General

From our general framework, we have the following requirements to a traffic simulation:

• Vehicles need to be able to follow plans. This implies that the simulation needs to be dynamic (i.e. time-dependent), and that some notion of individual vehicles needs to be present in the simulation.

• The simulation needs to be reasonably fast. A computational speed of at least 100 times faster than real time (i.e. simulating 24 hours of traffic in 0.24 hours of computing time) is desirable in order to obtain bearable waiting times for the feedback/learning. This computing speed can be achieved by selecting small scenarios, by using simple models, or by parallel computing. This text concentrates on the last two aspects.

The important numbers characterizing a road from the perspective of transportation planning are:

• Free speed. This is the speed that vehicles drive on a link when no other constraints are present.

• Flow capacity. This is the maximum number of vehicles per time unit that can move over a link when no other constraints are present. In city traffic, the flow capacity is often determined by a traffic light at the end.

• Storage constraint. This is the maximum number of vehicles that can be on a link under jammed conditions.

The first two numbers are also used in all traditional transportation planning software (based on static assignment, see Chap. 28) and are therefore typically available with standard data files for transportation planning. The third number is necessary when a link is full and no more vehicles can enter, causing spillback. Without the storage constraint, flow demand above the flow capacity would allow an unlimited number of vehicles on the link, which is clearly not realistic.

The queue model bases its dynamics on free speed, flow capacity, and storage constraint only. Typical input data are, for each link $a$, the attributes free flow velocity $v_{0,a}$, length $L_a$, capacity $C_a$ and number of lanes $n_{lanes,a}$. Free flow travel time is calculated by $T_{0,a}={L_a / v_{0,a}}$. The storage constraint of a link is calculated as $N_{sites,a} = {L_a \cdot n_{lanes,a}}/ \ell$, where $\ell$ is the space a single vehicle in the average occupies in a jam, which is the inverse of the jam density. One can use $\ell = 7.5~\hbox{m}$, as for the CA technique.

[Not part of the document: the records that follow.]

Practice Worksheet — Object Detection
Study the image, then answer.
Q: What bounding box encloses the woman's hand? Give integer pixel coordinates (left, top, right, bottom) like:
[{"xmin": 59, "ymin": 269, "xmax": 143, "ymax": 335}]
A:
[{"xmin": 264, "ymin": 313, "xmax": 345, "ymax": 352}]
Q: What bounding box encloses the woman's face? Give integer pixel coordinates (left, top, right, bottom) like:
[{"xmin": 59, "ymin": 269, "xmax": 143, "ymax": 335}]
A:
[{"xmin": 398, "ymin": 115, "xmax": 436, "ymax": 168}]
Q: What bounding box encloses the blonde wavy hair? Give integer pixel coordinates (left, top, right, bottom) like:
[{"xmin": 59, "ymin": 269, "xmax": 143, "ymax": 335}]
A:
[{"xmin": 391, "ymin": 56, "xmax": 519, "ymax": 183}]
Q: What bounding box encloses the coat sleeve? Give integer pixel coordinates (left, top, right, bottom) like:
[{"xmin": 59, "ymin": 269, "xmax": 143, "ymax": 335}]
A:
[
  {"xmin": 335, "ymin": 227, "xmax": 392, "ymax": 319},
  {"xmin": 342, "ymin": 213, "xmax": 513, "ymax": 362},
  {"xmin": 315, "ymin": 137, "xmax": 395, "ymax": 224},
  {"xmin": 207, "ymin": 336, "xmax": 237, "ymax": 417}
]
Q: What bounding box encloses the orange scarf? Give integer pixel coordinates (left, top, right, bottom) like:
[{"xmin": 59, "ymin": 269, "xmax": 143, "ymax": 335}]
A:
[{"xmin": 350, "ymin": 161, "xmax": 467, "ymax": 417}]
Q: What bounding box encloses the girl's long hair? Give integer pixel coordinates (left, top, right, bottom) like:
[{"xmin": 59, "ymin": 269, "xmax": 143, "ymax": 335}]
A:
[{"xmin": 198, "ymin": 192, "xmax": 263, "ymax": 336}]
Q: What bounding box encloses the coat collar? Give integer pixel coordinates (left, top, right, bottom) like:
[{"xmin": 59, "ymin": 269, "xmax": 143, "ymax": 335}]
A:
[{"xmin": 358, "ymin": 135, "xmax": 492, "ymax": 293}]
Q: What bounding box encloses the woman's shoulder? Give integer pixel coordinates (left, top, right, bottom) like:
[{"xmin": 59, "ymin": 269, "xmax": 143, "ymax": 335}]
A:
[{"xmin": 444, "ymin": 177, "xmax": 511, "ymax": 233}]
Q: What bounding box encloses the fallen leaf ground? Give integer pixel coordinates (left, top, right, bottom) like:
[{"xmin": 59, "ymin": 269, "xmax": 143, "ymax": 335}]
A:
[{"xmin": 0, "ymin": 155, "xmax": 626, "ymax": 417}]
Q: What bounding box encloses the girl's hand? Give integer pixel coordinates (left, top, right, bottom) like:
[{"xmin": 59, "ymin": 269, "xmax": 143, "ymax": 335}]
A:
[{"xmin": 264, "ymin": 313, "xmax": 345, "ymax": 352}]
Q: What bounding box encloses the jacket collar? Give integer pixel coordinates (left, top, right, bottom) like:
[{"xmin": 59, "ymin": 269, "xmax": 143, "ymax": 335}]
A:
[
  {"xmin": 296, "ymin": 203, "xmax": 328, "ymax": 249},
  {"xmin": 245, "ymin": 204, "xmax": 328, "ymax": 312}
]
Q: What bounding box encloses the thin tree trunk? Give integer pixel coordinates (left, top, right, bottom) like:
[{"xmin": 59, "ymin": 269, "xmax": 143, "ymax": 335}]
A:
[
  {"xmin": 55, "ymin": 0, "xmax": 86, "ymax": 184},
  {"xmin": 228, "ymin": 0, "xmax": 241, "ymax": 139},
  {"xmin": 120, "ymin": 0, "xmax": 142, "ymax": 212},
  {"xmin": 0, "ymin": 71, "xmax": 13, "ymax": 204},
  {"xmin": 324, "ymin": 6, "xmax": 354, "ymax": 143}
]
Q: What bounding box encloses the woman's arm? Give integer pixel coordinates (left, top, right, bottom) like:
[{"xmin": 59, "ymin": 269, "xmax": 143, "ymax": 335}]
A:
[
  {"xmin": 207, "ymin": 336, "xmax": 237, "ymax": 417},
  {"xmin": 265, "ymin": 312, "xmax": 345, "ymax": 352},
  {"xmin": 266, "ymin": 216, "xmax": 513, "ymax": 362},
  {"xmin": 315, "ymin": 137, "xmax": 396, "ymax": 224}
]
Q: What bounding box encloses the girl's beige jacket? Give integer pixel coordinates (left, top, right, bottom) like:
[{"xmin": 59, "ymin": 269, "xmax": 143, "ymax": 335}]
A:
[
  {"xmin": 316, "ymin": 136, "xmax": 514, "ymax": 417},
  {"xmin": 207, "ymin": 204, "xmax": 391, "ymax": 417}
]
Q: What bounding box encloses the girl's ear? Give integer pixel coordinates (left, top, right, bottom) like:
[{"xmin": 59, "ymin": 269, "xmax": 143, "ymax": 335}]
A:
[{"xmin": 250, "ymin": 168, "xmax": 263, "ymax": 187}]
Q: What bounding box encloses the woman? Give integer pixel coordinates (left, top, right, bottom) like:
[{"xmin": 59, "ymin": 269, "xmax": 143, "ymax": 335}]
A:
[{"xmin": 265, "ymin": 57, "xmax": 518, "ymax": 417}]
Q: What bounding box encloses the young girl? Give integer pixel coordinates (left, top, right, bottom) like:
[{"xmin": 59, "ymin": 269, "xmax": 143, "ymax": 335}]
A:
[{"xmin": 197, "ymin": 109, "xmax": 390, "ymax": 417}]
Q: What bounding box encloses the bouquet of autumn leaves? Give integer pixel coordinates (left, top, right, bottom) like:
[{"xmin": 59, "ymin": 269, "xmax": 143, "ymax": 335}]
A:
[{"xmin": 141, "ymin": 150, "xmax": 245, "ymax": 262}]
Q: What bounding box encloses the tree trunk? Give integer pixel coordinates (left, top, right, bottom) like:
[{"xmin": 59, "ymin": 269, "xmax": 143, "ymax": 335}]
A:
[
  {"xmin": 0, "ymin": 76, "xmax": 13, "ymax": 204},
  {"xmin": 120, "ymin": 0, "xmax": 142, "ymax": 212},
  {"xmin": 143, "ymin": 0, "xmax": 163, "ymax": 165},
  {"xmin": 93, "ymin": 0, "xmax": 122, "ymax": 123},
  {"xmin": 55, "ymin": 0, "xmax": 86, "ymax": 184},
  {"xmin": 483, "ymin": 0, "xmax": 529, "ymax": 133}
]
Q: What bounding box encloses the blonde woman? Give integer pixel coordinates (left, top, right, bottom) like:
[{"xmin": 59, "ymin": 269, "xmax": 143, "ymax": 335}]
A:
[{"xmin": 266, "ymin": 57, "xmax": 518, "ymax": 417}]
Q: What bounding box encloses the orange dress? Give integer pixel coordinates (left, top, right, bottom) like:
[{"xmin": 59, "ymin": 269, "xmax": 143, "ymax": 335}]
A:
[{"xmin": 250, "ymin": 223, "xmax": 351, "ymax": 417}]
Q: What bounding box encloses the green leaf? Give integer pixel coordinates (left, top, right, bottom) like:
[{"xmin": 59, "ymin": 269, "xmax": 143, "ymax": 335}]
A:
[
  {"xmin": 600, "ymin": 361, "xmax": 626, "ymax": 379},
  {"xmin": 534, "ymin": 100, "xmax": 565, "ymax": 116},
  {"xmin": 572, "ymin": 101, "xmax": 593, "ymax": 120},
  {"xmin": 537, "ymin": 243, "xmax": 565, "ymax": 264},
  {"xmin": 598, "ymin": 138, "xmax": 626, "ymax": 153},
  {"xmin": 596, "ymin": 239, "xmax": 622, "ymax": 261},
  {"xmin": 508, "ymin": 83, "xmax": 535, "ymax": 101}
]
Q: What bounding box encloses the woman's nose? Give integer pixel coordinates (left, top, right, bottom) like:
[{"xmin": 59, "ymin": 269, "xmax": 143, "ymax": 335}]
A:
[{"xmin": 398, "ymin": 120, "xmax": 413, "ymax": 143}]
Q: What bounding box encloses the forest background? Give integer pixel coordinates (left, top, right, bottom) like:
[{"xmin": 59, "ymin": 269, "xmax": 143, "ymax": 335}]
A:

The arguably simplest intersection logic (47) is that all links are processed in arbitrary but fixed sequence, and a vehicle is moved to the next link if (1) it has arrived at the end of the link, (2) it can be moved according to capacity, and (3) there is space on the destination link (see Algorithm A in Fig. 18.1). More formally, the following happens:

• Free speed: A vehicle that enters link $a$ at time $t_0$ cannot leave the link before time $t_0 + T_{0,a}$, where $T_{0,a}$ is the free speed link travel time as explained above.

• Flow capacity: The condition ``vehicle can be moved according to capacity'' is determined as
  
  $$N < int(C_a) ~~\hbox{or}~~\Big(N = int(C_a) ~~\hbox{and}~~ rnd < fr(C_a) \Big)$$
  
  
  where $int(C_a)$ is the integer part of the capacity of the link (in vehicles per time step), $fr(C_a)$ is the fractional part of the capacity of the link, and $N$ is the number of the vehicles which already left the same link in the same time step. $rnd$ is a random number such that $0\leq rnd < 1$. What it is meant by this formula is that the vehicles can leave the link if leaving capacity of the link has not been exceeded yet in this time step. If the capacity per time step is non-integer, then we move the last vehicle with a probability which is equal to the non-integer part of the capacity per time step.

• ``Space on destination link'': If the destination link is full, the vehicle will not move across the intersection.